No obstante, la otra parte de su mente estaba ocupada en cavilar sobre problemas distintos. Pese a su terca negativa a aceptar la posibilidad de que el señor Lobo y la tía Pol fueran realmente Belgarath y Polgara, el comportamiento de los reyes alorn evidenciaba que, por lo menos, éstos si lo creían. También estaba el asunto de la rosa que tía Pol le había entregado a la reina Islena. Aparte de que las rosas no florecían en invierno, ¿cómo había sabido tía Pol que Islena iba a regalarle la gran joya verde, para tener preparado también su presente, aquella misteriosa rosa? El muchacho soslayó con deliberación la posibilidad de que su tía, sencillamente, hubiera creado la flor allí mismo, en aquel instante.
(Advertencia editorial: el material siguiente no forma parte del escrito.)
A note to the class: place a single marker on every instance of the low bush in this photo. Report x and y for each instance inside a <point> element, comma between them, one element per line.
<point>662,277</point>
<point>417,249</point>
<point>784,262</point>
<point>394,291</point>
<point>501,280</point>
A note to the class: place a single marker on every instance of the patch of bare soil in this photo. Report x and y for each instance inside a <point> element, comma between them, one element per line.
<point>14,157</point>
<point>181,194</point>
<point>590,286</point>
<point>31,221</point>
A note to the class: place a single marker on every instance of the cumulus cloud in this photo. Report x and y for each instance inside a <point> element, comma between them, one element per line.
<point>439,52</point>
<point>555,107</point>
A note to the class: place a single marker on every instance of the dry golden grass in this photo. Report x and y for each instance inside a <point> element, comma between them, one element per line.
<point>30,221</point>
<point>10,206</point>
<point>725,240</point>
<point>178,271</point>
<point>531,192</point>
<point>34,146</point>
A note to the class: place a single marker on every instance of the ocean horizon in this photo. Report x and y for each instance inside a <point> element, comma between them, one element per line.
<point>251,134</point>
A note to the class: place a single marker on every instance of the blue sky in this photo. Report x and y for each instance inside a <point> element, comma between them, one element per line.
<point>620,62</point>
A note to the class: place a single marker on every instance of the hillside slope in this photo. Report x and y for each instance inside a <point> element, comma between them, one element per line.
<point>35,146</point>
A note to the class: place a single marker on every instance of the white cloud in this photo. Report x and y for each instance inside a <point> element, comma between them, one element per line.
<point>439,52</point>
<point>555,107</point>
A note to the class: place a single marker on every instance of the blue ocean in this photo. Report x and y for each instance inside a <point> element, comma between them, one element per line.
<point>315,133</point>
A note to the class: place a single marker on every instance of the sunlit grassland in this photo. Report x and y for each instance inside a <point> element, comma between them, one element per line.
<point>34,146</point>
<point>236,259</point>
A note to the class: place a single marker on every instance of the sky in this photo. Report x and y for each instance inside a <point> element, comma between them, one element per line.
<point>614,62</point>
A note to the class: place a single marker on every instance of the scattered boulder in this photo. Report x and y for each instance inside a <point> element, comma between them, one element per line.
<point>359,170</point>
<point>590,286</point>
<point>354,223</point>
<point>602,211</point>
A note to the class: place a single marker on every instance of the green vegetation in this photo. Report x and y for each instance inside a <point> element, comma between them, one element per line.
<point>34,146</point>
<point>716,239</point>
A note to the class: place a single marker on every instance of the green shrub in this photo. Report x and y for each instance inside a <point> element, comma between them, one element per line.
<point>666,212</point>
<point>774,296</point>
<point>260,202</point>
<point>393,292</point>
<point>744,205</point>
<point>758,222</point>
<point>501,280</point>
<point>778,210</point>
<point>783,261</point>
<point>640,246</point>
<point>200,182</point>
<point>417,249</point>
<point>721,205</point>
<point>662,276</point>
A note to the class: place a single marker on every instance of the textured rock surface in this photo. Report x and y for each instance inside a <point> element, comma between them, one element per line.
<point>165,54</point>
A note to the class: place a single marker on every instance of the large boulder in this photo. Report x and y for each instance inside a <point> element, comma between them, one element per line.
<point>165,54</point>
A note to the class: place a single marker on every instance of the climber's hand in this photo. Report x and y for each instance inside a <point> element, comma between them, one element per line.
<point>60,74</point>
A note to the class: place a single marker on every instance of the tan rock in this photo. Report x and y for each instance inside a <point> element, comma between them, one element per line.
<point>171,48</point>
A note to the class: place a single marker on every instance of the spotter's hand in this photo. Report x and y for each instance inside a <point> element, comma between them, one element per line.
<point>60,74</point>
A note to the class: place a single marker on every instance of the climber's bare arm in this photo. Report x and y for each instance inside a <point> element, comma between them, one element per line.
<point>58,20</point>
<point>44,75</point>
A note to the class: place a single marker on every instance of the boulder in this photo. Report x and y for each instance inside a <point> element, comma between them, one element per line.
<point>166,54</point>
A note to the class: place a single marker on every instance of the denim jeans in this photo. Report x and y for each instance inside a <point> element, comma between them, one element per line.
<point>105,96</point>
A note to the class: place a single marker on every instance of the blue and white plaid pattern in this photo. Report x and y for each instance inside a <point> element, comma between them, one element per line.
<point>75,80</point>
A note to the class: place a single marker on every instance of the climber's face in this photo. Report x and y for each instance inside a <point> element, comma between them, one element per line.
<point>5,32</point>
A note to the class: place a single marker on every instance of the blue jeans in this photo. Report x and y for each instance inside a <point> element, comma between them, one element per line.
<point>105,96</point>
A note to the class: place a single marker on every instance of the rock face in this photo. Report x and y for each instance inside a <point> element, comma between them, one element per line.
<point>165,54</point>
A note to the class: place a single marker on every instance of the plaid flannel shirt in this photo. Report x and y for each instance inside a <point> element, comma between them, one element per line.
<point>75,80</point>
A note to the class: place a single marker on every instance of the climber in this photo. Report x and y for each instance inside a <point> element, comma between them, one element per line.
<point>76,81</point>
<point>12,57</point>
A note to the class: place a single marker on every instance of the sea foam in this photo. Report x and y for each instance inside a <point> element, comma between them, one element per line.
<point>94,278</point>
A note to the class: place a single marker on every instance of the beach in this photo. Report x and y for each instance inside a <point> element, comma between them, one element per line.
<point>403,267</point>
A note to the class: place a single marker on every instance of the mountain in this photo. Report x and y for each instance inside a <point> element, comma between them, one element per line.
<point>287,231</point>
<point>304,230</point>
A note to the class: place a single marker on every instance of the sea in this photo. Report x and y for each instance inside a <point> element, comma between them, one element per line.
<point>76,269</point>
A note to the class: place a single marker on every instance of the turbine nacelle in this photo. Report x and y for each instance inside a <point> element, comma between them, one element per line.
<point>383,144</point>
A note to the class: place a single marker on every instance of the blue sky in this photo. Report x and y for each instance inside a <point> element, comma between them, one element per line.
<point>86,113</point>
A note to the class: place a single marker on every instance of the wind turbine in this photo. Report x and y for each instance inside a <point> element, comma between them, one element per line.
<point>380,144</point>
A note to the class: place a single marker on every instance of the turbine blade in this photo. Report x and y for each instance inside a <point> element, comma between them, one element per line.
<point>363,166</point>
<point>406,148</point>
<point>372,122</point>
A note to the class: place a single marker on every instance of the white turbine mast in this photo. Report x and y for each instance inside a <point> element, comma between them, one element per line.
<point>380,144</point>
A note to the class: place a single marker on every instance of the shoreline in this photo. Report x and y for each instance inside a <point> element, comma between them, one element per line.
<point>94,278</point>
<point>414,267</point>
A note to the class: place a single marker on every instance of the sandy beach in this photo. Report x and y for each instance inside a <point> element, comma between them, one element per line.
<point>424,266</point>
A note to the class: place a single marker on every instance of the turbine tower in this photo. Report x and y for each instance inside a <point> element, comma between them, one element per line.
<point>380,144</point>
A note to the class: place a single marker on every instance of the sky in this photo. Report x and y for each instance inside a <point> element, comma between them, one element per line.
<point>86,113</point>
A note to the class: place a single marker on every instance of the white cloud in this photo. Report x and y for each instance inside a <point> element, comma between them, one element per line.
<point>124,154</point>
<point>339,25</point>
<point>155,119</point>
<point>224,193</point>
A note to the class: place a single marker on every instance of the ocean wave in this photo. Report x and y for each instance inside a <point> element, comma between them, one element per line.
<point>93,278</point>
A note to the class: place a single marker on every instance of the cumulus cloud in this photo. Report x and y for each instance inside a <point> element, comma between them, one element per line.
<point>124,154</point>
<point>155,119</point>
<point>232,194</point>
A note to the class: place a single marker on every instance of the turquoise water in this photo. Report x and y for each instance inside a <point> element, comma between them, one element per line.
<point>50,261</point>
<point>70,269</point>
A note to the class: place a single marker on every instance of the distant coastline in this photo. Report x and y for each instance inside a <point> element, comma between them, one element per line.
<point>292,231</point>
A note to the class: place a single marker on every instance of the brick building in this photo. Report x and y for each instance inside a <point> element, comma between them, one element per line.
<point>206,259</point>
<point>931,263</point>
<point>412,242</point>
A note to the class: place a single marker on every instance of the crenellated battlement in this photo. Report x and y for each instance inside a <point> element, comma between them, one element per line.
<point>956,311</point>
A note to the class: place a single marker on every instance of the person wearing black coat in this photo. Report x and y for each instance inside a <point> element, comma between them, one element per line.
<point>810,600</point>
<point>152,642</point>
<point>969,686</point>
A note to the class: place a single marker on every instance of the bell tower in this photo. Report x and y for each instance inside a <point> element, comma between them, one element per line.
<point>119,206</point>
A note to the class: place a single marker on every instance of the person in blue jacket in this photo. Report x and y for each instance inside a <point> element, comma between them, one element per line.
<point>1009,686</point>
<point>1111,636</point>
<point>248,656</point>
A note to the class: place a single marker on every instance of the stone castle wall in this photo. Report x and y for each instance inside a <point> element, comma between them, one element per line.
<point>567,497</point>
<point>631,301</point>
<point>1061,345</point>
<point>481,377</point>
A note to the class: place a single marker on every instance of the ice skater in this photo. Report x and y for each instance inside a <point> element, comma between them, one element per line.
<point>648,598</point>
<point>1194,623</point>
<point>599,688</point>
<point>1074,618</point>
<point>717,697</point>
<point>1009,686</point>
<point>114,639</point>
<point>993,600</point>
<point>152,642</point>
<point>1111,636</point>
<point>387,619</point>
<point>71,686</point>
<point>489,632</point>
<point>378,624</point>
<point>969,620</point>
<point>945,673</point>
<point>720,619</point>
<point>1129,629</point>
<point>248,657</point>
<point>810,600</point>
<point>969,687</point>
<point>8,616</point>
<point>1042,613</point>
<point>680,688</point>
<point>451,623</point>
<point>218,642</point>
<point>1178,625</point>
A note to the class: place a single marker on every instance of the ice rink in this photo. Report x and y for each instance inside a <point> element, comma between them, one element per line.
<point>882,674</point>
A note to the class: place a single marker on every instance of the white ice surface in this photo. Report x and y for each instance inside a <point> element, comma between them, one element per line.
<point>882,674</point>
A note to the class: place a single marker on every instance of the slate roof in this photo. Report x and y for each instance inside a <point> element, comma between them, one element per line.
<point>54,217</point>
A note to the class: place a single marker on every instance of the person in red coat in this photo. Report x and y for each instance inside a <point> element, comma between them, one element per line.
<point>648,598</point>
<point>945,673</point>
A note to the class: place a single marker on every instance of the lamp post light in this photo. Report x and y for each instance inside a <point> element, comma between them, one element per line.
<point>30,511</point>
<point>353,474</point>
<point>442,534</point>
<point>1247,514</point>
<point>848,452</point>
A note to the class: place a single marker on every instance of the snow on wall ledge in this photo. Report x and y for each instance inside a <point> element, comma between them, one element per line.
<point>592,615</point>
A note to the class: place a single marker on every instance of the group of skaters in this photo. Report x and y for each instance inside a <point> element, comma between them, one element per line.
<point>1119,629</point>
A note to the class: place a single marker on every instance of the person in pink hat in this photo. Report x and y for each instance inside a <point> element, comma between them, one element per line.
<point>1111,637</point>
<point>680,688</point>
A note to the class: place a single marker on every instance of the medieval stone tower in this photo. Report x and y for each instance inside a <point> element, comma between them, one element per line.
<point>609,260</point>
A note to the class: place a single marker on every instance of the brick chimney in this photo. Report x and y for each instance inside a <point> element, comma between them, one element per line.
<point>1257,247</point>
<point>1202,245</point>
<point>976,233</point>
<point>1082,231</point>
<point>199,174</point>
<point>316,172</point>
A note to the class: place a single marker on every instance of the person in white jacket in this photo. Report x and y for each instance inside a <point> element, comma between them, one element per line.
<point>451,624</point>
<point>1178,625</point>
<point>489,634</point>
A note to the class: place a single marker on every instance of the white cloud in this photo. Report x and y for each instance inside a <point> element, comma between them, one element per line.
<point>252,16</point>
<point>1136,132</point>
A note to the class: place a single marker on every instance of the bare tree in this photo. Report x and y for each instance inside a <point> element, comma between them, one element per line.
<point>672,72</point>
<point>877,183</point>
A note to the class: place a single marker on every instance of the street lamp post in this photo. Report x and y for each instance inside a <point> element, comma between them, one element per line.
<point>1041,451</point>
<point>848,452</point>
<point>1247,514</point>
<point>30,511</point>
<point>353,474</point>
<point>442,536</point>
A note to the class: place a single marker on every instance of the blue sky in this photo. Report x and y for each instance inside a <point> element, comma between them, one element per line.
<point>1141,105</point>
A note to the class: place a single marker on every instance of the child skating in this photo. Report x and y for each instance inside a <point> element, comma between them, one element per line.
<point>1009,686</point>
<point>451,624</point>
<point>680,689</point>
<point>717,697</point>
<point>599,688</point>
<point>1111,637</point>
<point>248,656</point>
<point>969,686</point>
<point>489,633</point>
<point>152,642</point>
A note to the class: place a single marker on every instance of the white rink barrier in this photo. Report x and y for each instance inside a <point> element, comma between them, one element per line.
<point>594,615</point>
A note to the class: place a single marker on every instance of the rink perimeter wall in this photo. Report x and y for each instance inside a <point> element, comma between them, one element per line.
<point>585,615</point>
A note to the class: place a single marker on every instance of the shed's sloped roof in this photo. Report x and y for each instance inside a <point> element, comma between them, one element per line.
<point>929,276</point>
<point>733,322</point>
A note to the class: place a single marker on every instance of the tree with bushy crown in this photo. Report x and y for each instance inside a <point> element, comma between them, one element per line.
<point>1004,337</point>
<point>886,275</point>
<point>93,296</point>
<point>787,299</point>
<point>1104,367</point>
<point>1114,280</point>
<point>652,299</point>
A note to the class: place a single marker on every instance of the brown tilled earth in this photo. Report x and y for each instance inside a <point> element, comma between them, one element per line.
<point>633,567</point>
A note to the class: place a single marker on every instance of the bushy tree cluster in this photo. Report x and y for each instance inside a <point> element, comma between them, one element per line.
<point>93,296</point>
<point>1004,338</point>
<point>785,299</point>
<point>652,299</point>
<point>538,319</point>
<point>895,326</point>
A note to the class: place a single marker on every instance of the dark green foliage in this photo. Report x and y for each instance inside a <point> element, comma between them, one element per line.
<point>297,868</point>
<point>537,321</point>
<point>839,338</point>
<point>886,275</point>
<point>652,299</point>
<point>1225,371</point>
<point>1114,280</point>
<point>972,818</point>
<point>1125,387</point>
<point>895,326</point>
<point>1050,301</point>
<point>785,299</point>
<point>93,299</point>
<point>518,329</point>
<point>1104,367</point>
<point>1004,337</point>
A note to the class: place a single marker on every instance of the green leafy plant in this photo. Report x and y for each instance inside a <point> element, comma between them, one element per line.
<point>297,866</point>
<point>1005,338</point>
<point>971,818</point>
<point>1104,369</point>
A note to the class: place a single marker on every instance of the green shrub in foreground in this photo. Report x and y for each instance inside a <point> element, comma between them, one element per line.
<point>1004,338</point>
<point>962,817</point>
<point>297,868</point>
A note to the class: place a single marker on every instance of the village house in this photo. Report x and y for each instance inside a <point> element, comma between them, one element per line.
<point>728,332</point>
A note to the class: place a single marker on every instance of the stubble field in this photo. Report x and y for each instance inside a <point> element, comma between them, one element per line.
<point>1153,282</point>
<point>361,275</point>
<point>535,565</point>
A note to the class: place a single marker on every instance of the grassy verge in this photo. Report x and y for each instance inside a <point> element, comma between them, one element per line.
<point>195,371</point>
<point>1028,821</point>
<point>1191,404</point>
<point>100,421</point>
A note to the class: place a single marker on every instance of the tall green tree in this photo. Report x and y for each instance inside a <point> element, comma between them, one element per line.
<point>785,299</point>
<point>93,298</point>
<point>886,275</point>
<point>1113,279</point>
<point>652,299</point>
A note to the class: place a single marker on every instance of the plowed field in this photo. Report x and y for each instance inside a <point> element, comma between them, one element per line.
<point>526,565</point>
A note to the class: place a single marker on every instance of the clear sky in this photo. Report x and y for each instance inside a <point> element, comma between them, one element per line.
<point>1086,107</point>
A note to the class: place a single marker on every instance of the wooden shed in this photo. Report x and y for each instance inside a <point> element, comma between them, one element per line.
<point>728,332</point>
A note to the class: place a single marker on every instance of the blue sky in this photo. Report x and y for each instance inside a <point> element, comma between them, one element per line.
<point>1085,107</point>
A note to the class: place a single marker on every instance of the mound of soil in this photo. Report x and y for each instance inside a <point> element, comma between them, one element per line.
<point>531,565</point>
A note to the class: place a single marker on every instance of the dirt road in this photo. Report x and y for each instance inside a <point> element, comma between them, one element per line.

El pasadizo por el que avanzaba Garion sumido en sus pensamientos estaba mal iluminado por un puñado de antorchas instaladas en unos aros de hierro en las paredes. Desde ese corredor partían aquí y allá diversos pasillos secundarios, aberturas lóbregas que se perdían al fondo en las tinieblas más absolutas. Casi había llegado ya a la armería cuando escuchó un leve sonido en uno de los pasillos oscuros. Sin saber exactamente por qué, Garion retrocedió hacia otra de las aberturas y aguardó allí.
El hombre de la capa verde apareció en el corredor iluminado y echó una mirada furtiva a su alrededor. Era un hombre de aspecto normal con una barba corta de color de la arena y, probablemente, podría haber deambulado por cualquier rincón del palacio sin atraer apenas la atención. Sin embargo, sus ademanes y sus movimientos sigilosos denunciaban, más que cualquier palabra, que estaba haciendo algo que no debía. El individuo se escabulló por el pasadizo en la misma dirección que había tomado Garion y el muchacho se refugió en la oscuridad protectora de su escondrijo. Cuando volvió a asomar la cabeza con suma cautela, el hombre de la capa verde había desaparecido y le resultó imposible determinar por cuál de los oscuros pasadizos secundarios había tomado.
La voz interior de Garion le dijo que, aunque le contara a alguien lo sucedido, nadie le prestaría atención. Necesitaría algo más tangible que una mera sensación de inquietud y suspicacia si no quería aparecer como un tonto delante de los demás. Lo único que podía hacer, por el momento, era mantener los ojos muy abiertos por si volvía a ver al hombre de la capa verde.